Appendix C. 1996 National Content Survey Sample Design
Design of the Survey
The 1996 National Content Survey (NCS), also known as U.S. the 2000 Census Test, is the major vehicle for testing subject content and specific question wording, format, and sequencing of items for Census 2000. Thirteen different questionnaires were included in this survey, including seven simple (short) forms and six sample (long) forms. The universe for the NCS is housing units in 1990 decennial census mailback areas only. These areas represent about 95 percent of the country.
The NCS sample design divided this universe into two strata based on 1990 race, Hispanic origin, and tenure (i.e, owner or renter) variables. The first stratum has a high proportion of Black persons, persons of Hispanic origin, and renters. This stratum is designated as the low coverage area (LCA) stratum and represents 20 percent of the NCS universe. The second stratum has comparatively low proportions of such persons and is designated as the high coverage area (HCA) stratum.
Stratified sampling was used to select a national sample of 94,500 housing units for the NCS. The sample was allocated to the panels (seven simple form panels and six sample form panels). For each of the seven simple form panels, a sample of 2,400 housing units was selected from the HCA stratum and 3,600 housing units from the LCA stratum. For each of the sample form panels, a sample of 3,500 housing units was selected from the HCA stratum, and a sample of 5,250 housing units was selected from the LCA stratum. The response rate for the simple form panels was approximately 72 percent at the national level, 77 percent in the HCA stratum, and 52 percent in the LCA stratum.
Results provided in this report are based on four simple form panels and apply only to persons in households who filled out and returned these forms. Results cannot be generalized to persons in households that did not complete and return a questionnaire, or to persons in households who did not reside in 1990 decennial census questionnaire mailback areas.

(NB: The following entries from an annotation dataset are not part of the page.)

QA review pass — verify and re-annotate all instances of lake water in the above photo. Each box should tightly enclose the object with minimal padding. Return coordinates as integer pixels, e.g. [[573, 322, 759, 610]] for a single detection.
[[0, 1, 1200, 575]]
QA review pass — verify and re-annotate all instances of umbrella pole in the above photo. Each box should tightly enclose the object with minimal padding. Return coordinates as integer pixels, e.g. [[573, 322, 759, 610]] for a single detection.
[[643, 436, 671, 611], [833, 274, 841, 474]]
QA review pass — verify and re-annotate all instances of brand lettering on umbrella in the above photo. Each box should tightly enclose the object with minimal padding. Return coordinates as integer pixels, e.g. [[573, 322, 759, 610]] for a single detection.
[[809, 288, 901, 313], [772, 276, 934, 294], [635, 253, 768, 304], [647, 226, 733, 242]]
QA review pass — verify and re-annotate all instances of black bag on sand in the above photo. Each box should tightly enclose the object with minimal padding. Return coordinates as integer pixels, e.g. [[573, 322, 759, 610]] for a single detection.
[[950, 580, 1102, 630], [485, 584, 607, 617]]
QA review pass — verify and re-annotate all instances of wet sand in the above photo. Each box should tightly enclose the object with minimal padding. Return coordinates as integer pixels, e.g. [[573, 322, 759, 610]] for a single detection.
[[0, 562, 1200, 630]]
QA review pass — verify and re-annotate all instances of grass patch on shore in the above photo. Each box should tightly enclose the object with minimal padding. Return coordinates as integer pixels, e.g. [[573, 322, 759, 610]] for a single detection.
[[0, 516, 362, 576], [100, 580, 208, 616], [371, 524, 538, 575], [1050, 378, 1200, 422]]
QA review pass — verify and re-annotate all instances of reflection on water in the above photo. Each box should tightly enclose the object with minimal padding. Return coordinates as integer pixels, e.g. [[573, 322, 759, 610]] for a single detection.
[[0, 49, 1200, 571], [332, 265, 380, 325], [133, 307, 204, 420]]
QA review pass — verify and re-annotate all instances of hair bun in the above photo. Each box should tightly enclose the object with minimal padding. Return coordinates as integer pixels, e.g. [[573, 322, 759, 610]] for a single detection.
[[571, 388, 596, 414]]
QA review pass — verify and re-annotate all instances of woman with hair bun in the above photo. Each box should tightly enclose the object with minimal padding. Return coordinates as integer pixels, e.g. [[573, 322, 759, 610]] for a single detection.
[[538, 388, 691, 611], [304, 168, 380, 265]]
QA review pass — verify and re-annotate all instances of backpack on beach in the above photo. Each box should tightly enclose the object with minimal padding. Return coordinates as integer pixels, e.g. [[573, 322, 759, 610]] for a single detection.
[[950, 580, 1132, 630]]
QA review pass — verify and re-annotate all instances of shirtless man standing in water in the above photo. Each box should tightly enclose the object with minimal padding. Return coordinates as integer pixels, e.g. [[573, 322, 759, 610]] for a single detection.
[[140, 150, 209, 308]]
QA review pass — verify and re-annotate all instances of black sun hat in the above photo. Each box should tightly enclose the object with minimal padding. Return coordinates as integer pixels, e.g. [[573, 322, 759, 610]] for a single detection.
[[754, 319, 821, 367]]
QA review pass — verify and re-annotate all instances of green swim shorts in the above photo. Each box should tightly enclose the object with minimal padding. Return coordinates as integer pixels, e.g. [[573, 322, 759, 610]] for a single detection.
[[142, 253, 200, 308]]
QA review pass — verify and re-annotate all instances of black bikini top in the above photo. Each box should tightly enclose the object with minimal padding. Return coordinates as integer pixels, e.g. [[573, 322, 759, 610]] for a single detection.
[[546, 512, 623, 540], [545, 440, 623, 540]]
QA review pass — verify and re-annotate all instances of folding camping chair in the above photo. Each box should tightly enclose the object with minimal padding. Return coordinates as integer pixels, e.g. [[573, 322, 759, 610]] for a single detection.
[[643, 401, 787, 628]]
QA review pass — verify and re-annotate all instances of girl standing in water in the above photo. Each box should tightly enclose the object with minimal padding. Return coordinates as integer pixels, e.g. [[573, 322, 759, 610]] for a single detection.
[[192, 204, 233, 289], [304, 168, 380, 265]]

Computer-assisted telephone reinterviews were conducted in May and June 1996 to assess the reliability of the information collected on the mailback forms. In the LCA stratum, telephone reinterviews were attempted with each household that returned a completed questionnaire while in the HCA stratum telephone reinterviews were attempted with half of the households returning a completed questionnaire.
Approximately 2,550 households per panel were selected for reinterview (1,700 in the LCA and 850 in the HCA). The proportion of completed reinterviews was 77 percent (74 percent for LCA and 84 percent for HCA). Whenever possible, the respondent in these telephone reinterviews was the household member who completed and mailed back the questionnaire.
This subsection describes procedures followed in data collection and data preparation that are pertinent to the data analysis and how results are presented. These include: the collapsing of racial categories for analysis, how the race question and the Hispanic origin question were asked in the telephone reinterview, and how responses to open-ended categories such as "Other race" and "Other Asian or Pacific Islander" were coded.
For the two mail return forms containing race questions without a multiracial category (Panels 1 and 3), the 16 race categories were collapsed into the following five categories for analysis:White, Black, American Indian, Asian or Pacific Islander, and Other race. For the mail return forms containing a multiracial category (Panels 2 and 4), the 17 race categories were collapsed into six categories--the same five categories, plus a multiracial category.
The telephone reinterview used the race and Hispanic origin questions that were used in the 1990 census, modified for telephone interviewing, with one exception: one-half of the households who completed forms that provided a multiracial response option in the original survey were also given this multiracial option in the reinterview. This information was collected again in the telephone reinterview to evaluate the extent of inconsistent answers. Additional questions such as preferences for race and Hispanic origin terminology, were also collected in the telephone reinterview. These included, for example, "African-American" instead of "Black" and "Latino" instead of "Hispanic origin".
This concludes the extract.